Library
Guatemala
May 1971


“Guatemala,” Ensign, May 1971, 66

Guatemala

This afternoon I fingered through a well-worn book with a dark blue cloth cover, lettered in gold. Its pages are about the size of a picture magazine’s. It is a postage stamp album that kept me happily busy when I was a boy of ten.

As I turned the pages today, I found colorful stamps of countries that do not now exist, such as Persia, Togo (in Africa), Ukrania, Serbia, Siam, Latvia, and Bavaria.

How I loved those stamps!

My eyes paused long on the page bearing my favorite boyhood stamp. Portrayed in rich green in a large oval on the stamp is a bird with heavy plumage, perched on a stone pillar. On the bird’s head is a wide crest of hairlike feathers. The oval is surrounded by ornate decorations like those on currency, in gold. The bird, with a tail some three feet long, is the quetzal, national bird of Guatemala.

Probably because of that favorite stamp, I have for years wanted to someday visit the land of eternal spring in Central America: Guatemala.

Our first plans to visit Guatemala were made almost twenty years ago. At that time our family planned to drive by car across Mexico and into Guatemala. To prepare for the trip, I bought the book Four Keys to Guatemala.1 In it I enjoyed reading not only about the quetzal bird, but also about the three species of wild turkey there. I learned about the large butterflies in Guatemala, about the huge sea cows in its picturesque lakes, and about the jaguars. I read of the country’s high, purple-hued mountains, some of them still volcanic, and about the dense jungles rich in chicle.

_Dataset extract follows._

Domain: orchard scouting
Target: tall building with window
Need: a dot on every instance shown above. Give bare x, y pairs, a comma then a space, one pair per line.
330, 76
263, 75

Our family began the drive across Mexico. We reached Mexico City, then pushed 330 miles southward to Oaxaca, an Indian city famed for its colorful market, earthenware crafts, and nearby ancient ruins and pyramids. From Oaxaca we rolled 160 miles further south to Tehauntepec, about two hundred miles from Guatemala. But we never crossed into that country. A small stretch of the road had not yet been completed.

Other trips to Guatemala have been contemplated. But each time something has come up to alter our plans.

We had looked forward to visiting Guatemala this year. We plan to accompany the Utah Symphony Orchestra on its Latin America tour, and we had hoped to include Guatemala. This week the schedule of concerts was charted with agents in Buenos Aires. There will be concerts across South America and in Costa Rica and Nicaragua, just to the south of Guatemala. Our symphony’s plane will fly over Guatemala, but our toes will not touch its warm mountain soil.

Once again I regret not making it to the land of my favorite postage stamp. But I am not sorry about dreaming of a visit to Guatemala.

My greater regret is that I have not had more aspirations like the one of reaching that Central American land.

I have been stirred by the lines of Joel: “… your old men shall dream dreams, your young men shall see visions” (Joel 2:28), and the words of the Psalmist: “Oh that I had wings like a dove!” (Ps. 55:6).

Jesus seemed to invite us to let our thoughts soar about things and places yet beyond our reach. Remember how he taught the eleven on that night after the supper in which he had given the sop to Judas Iscariot? While Judas slunk out into the night to go about his dark mission, Jesus spoke to the remaining eleven. He talked of the many mansions in his Father’s house. He must have sent the eleven’s thoughts rising when he said, “I go to prepare a place for you.” (John 14:2.)

He must have lifted their dreams further when he added, “He that believeth on me, the works that I do shall he do also. …” (John 14:12.)

Our fourteen-year-old son, Kay, just brought to me a paperback book, United States Stamps. “Look, Dad, at the picture of this Confederate stamp,” he said. “It’s worth one hundred and eighty dollars.”

I hope Kay is dreaming of more Guatemalas than I have. More important still, I hope that his thoughts leap heavenward toward those things Jesus talked about that night to his apostles. And I hope Kay will keep reaching for them, for the rest of his life.

If he does, how rich his days will be!

Note

  1. Vera Kelsey and Lilly de Jongh Osbourne, Four Keys to Guatemala (New York: Funk & Wagnalls, 1952).